From the new Sørmarka arena, you wander through lush grazed fields and over Hinnahøyden with a great view of the city and Ryfylket. Continuing down towards Auglend and in between the many embankments, the pine woods create a canopy overhead before Vannassen dam reveals itself, sparkling in front of you.
The waterworks here are still visible and the path follows the dam. Water from Vannassen was to supply the southern part of Hillevåg from around 1915. If you search a little along the northeastern water's edge, you can experience Latvian moonbeams in the form of stone sculpture exhibits by Indulis Ranka in the park area by Øveråsveien.
You step into urban landscape on a journey of discovery in streets reminding you of other Bekkefaret pioneers. Passing the Våland allotment gardens, you walk up the slopes towards the Våland tower that stands so proudly on top of the reservoirs beneath the ground.

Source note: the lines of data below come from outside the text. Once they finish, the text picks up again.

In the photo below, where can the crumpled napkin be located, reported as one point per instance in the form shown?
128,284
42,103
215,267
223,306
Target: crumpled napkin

The tower was built in 1895 to supply the townspeople living in lower-lying areas with pumped water from Mosvatn lake at a higher pressure. It has since been renovated, since the original flat roof leaked. The building has also served as an observation tower for the fire brigade and was operational up until Stokkavatnet lake became a potable water source in 1931.
Passing under the crowns of beech trees in Våland woods by the E39 main road, you have a view out across Mosvatnet lake that was Stavanger's drinking water source for over 65 years. The town fire of 1860 resulted in the first waterworks in 1865. The lake water level was raised and water pumped up to Våland hill. The lake also hosts Stavanger's biggest "T" stone sculpture near to the pumphouse as well as the town's richest birdlife with over 140 different registered species. This is also Stavanger's most popular park area with well over half a million users per year.
The walk continues through pretty green spaces in Saxemarkå. An adventurous streak grabs you as ascend Ullandhaug and indeed, the streets here are also named after the Norwegian Trekking Association's many mountain cabins. You pass through "Poor Farm Woods" that were planted and maintained by the poor farm and where Stavanger municipality later planted oak trees after many of the pines were uprooted during a storm. Hedènstien, the path named after Einar Hedèn ("the father of old Stavanger"), guides you safely down again.
The walk is passable with a stroller with the exception of the steps at Våland tower. Instead, follow Jørgen Moes gate. A short part of the walk through Sørmarka is on a track, although this is passable.